Dan, di pertandingan inilah, Sanches mulai mengirim pesan kepada semua orang, bahwa dirinya memang istimewa. Tak hanya memberi energi besar di lini tengah Portugal, dia juga mencetak gol yang menyamakan skor 1-1. Dan, dia menjadi pemain termuda yang meraih predikat pemain terbaik laga (man of the match) dalam sejarah Piala Eropa.
“Pelatih bertanya kepada kami siapa yang ingin mengambil penalti. Cristiano (Ronaldo) menendang pertama dan saya katakan, saya menjadi yang kedua,” jelas Sanches seperti dilansir UEFA.

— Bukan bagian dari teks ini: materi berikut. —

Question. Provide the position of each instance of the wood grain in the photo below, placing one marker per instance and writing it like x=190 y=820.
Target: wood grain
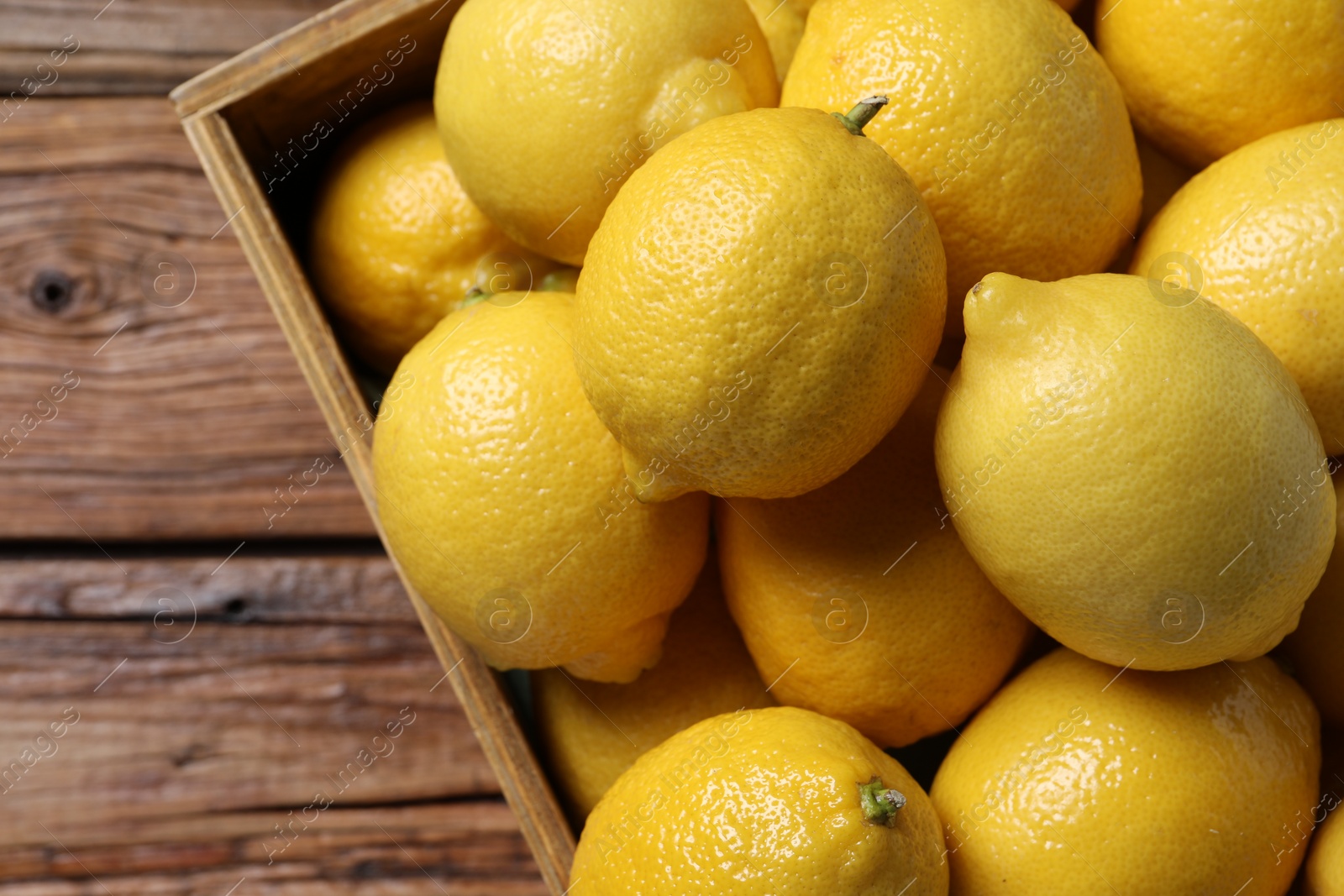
x=134 y=46
x=252 y=97
x=192 y=422
x=465 y=849
x=185 y=741
x=342 y=584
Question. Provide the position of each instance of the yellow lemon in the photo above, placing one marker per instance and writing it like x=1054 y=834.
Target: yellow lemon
x=1261 y=233
x=1088 y=779
x=1263 y=66
x=759 y=305
x=494 y=476
x=1005 y=117
x=1315 y=647
x=396 y=244
x=546 y=107
x=783 y=22
x=859 y=600
x=763 y=801
x=1133 y=469
x=591 y=732
x=1326 y=862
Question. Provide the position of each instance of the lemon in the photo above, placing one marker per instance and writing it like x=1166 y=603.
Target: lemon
x=1133 y=469
x=1315 y=647
x=763 y=801
x=396 y=244
x=503 y=500
x=759 y=305
x=859 y=600
x=1086 y=779
x=1263 y=66
x=591 y=732
x=1261 y=233
x=781 y=22
x=1326 y=862
x=546 y=107
x=1163 y=176
x=1005 y=117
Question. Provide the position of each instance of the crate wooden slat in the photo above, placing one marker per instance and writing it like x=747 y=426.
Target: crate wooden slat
x=237 y=116
x=188 y=419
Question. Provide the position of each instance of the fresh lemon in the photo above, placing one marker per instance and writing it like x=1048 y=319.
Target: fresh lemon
x=783 y=22
x=763 y=801
x=759 y=305
x=1133 y=469
x=859 y=600
x=548 y=107
x=1005 y=117
x=591 y=732
x=1088 y=779
x=503 y=500
x=1163 y=176
x=1315 y=647
x=1261 y=233
x=1326 y=862
x=1261 y=66
x=396 y=244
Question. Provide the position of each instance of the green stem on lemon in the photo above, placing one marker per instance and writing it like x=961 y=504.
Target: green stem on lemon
x=860 y=114
x=880 y=804
x=474 y=296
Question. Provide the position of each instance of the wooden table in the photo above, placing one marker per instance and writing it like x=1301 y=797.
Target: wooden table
x=201 y=668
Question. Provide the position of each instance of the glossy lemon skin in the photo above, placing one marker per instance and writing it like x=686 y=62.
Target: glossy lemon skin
x=759 y=802
x=546 y=107
x=1315 y=647
x=1263 y=66
x=591 y=732
x=396 y=244
x=1079 y=778
x=1135 y=470
x=1263 y=234
x=1324 y=873
x=492 y=477
x=859 y=600
x=783 y=23
x=1007 y=118
x=759 y=307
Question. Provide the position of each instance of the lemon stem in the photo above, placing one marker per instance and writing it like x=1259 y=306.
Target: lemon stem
x=860 y=114
x=880 y=804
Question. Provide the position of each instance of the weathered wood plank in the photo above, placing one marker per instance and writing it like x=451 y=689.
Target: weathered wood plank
x=183 y=754
x=347 y=584
x=459 y=848
x=134 y=46
x=194 y=419
x=158 y=723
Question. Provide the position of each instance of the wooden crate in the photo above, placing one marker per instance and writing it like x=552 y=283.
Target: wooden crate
x=264 y=123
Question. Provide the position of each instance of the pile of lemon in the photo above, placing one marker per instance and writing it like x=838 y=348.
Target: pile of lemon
x=763 y=376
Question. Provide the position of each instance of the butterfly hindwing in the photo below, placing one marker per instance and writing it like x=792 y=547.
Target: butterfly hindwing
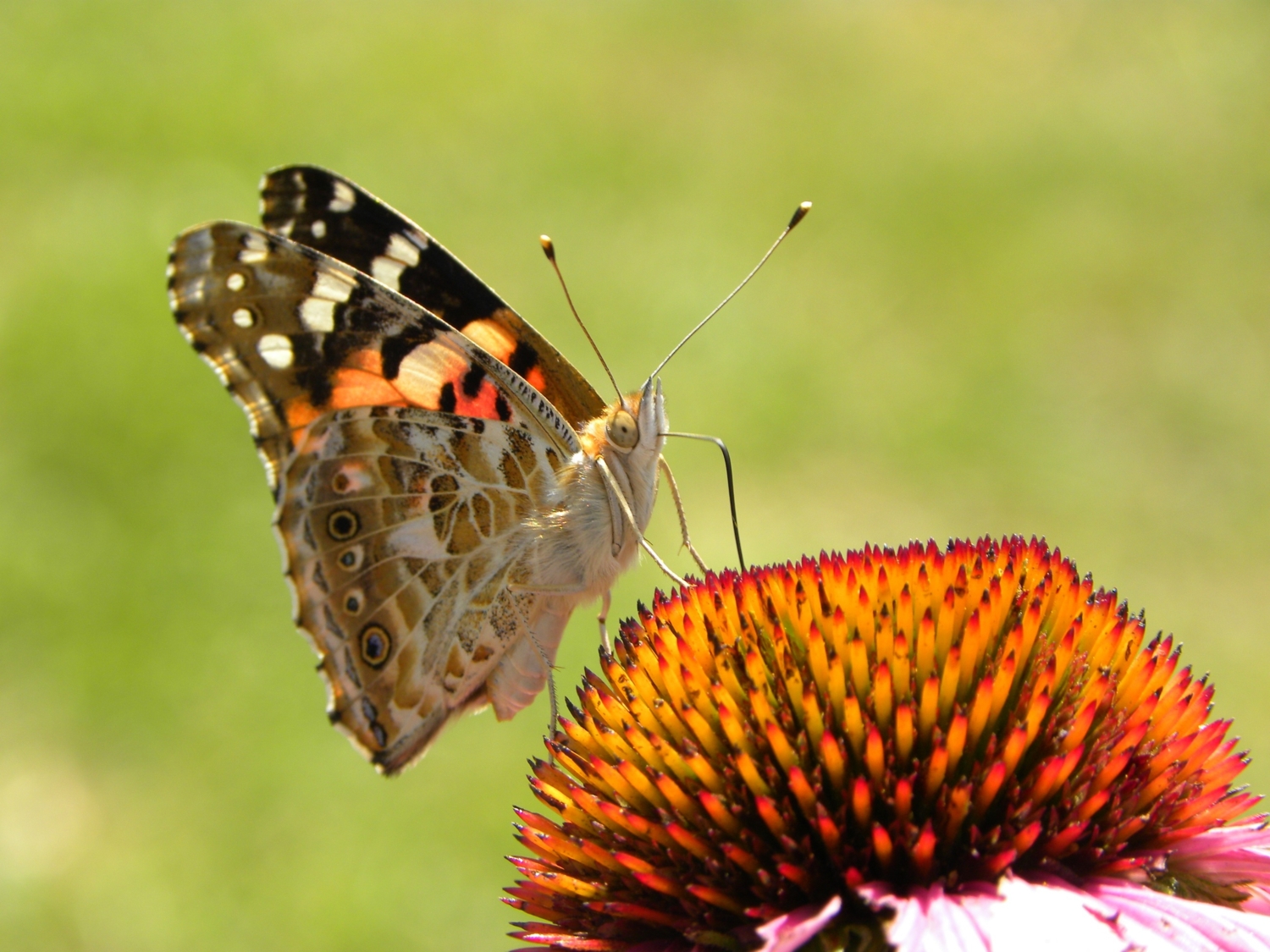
x=403 y=530
x=294 y=334
x=332 y=215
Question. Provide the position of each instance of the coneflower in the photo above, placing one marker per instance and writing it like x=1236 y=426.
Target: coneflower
x=914 y=748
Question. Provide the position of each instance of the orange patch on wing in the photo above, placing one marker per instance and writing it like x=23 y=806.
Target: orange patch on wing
x=356 y=388
x=536 y=380
x=366 y=360
x=300 y=414
x=482 y=405
x=492 y=338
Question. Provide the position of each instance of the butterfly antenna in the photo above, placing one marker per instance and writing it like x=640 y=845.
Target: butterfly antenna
x=799 y=215
x=549 y=249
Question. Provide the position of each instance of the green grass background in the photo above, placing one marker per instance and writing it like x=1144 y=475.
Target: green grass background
x=1033 y=297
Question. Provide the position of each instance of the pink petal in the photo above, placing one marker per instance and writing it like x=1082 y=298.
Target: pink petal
x=929 y=919
x=1237 y=855
x=1011 y=916
x=794 y=929
x=1157 y=921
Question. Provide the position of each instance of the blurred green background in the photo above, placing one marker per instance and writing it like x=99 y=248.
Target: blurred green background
x=1033 y=297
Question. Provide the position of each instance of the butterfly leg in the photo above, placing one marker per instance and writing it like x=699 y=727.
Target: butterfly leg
x=630 y=518
x=546 y=663
x=604 y=621
x=683 y=518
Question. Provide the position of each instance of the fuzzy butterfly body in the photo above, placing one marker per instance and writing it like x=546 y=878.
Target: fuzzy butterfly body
x=449 y=487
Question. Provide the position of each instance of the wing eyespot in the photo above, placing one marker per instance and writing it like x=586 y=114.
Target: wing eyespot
x=343 y=525
x=375 y=645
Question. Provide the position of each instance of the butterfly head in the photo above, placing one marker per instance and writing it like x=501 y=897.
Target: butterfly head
x=632 y=426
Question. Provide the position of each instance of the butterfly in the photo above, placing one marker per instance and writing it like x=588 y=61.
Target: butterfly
x=449 y=487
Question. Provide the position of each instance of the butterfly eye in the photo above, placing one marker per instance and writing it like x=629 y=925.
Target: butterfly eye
x=622 y=431
x=342 y=525
x=376 y=645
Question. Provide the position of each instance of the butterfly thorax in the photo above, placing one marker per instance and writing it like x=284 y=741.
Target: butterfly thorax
x=586 y=541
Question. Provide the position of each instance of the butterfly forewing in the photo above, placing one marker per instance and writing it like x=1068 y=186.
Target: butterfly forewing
x=294 y=333
x=403 y=530
x=439 y=517
x=330 y=213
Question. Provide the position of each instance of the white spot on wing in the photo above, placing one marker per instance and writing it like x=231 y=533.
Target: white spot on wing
x=318 y=315
x=401 y=249
x=343 y=200
x=388 y=272
x=332 y=286
x=400 y=254
x=276 y=350
x=256 y=248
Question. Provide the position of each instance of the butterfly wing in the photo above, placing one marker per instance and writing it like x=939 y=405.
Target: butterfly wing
x=294 y=334
x=328 y=212
x=389 y=436
x=403 y=530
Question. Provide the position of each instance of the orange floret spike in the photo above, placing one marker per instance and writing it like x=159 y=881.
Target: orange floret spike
x=924 y=715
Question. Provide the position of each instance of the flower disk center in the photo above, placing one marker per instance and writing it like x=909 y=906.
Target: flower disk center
x=767 y=740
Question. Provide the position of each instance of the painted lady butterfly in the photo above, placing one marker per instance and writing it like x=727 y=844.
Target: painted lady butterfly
x=449 y=487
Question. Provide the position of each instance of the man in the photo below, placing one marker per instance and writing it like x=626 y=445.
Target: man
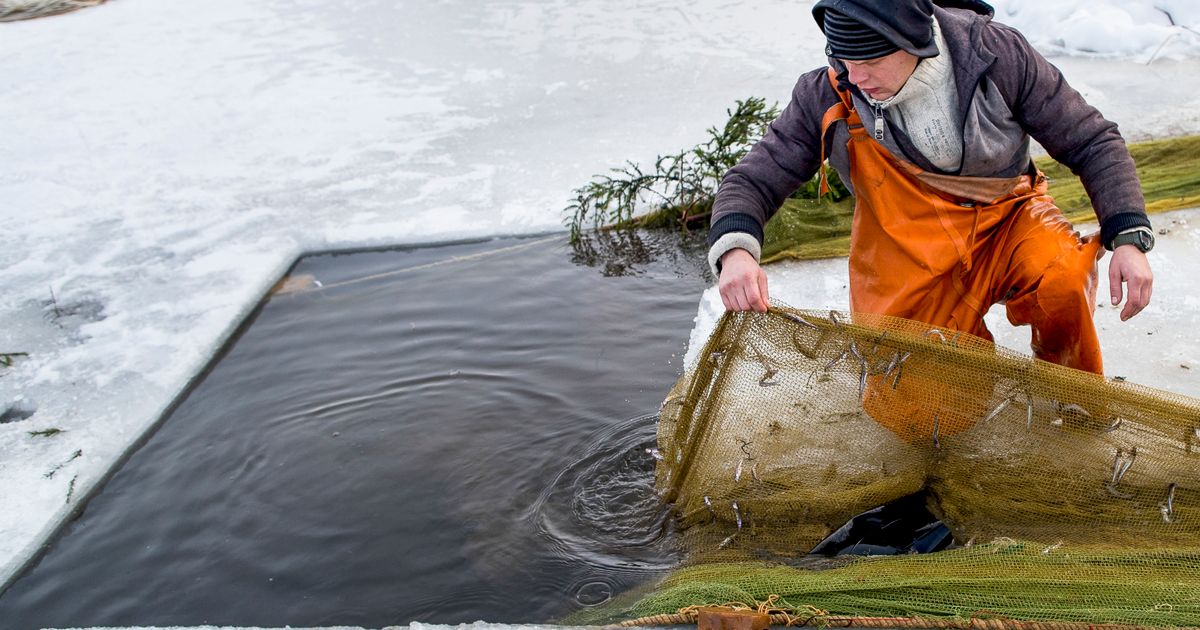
x=927 y=113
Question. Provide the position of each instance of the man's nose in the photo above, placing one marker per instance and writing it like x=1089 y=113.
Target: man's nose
x=857 y=76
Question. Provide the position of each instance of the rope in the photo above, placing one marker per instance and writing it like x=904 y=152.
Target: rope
x=689 y=616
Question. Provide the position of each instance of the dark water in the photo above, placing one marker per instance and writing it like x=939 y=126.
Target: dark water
x=462 y=441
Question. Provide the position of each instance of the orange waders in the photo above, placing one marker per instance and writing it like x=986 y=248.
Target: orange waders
x=942 y=250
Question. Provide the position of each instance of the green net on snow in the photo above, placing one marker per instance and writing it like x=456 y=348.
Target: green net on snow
x=1071 y=498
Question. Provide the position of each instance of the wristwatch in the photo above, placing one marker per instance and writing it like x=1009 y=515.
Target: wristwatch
x=1140 y=238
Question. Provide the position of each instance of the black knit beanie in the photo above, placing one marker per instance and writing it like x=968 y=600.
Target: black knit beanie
x=850 y=39
x=869 y=29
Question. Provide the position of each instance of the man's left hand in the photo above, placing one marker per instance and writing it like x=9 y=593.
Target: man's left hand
x=1129 y=268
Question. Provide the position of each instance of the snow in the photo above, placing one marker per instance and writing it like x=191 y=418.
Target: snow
x=162 y=166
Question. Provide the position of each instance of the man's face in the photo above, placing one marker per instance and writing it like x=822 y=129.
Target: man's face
x=881 y=78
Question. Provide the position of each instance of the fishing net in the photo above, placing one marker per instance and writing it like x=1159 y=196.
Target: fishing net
x=16 y=10
x=1071 y=498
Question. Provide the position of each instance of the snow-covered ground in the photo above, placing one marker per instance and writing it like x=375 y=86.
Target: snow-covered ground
x=161 y=163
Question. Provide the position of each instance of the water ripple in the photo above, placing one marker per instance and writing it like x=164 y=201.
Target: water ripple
x=603 y=507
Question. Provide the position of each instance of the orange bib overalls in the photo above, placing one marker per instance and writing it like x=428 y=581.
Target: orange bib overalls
x=943 y=249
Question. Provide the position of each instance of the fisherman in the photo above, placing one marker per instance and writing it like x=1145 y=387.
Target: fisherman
x=927 y=113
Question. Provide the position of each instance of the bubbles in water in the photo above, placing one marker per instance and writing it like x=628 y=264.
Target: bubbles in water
x=593 y=593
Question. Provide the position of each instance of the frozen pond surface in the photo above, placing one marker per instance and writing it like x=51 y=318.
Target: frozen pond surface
x=162 y=166
x=409 y=441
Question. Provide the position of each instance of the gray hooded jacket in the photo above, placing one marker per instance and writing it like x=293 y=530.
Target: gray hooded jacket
x=1007 y=93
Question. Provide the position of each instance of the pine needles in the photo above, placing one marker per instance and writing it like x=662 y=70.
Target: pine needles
x=679 y=185
x=16 y=10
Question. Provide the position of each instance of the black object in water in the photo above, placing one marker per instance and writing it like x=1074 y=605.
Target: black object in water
x=904 y=526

Bagi yang pernah bermain bola ataupun futsal dan tampil di turnamen, Anda pasti nya tahu bagaimana situasi ketika adu penalti. Saya saja yang pernah tampil di turnamen antar Pokja dan melakoni adu penalti di semifinal, merasakan betapa ‘mencekam’ suasana nya. Senior saya yang biasanya piawai bikin gol jarak jauh saja bahkan tidak gol. Apalagi ini sekelas Piala Eropa dan menentukan langkah ke semifinal.
Situs resmi UEFA menulis, meski di luar lapangan, Sanches dikenal memiliki kepribadian yang kalem dan tenang. Tetapi, segalanya berubah ketika dia turun ke lapangan. Dia berubah menjadi monster yang tidak bisa dilemahkan oleh lawannya. Bahkan, ketika sesi latihan. “Ketika dia membawa bola, Anda tidak akan tahu seberapa muda dia. Secara fisik dan mental, dia sangat siap untuk menjadi pemain besar,” ujar Antonio Sousa, mantan pemain Timnas Portugal.
Ketika orang menyebut Sanches seperti Edgar Davids--mantan pemain Timnas Belanda yang berambut sepertinya--dia justru menganggap dirinya mirip dengan Clarence Seedorf--rekan Davids--ketika wawancara Benfica TV. “Cara memainkan bola dan mengumpan, juga intensitasnya di lapangan, memang mirip Clarence,” ujar Pierre van Hoidjonk, mantan pemain Timnas Belanda.
Ya, Renato Sanches dengan kenyataan handicap minim pengalaman dan baru pertama main di turnamen besar, nyatanya tidak membuatnya demam panggung. Dia justru tahu caranya memeluk peluang.
Caranya dengan mengatasi kelemahan yang bisa muncul pada dirinya sendiri. Kelemahan berupa ketidakpedean, grogi, minder khas anak baru. Lihatlah betapa dia begitu percaya diri dan tidak minder ketika bermain sehingga tidak silau oleh lawan-lawan yang memiliki nama besar. Lihatlah dia begitu tenang ketika bermain seolah-olah Piala Eropa sekadar memainkan bola di taman dekat rumahnya. Satu lagi, sebagai anak muda, dia juga tidak pongah. Dia sosok yang mau untuk terus belajar. Ah, rasanya ke depan, dia akan jadi seperti Cristiano Ronaldo yang peran nya tidak tergantikan di Tim Portugal.
“Dia anak yang baik dan selalu ingin belajar. Dia akan menjadi masa depan dari tim nasional, pasti,” ujar bek Portugal, Jose Fonte.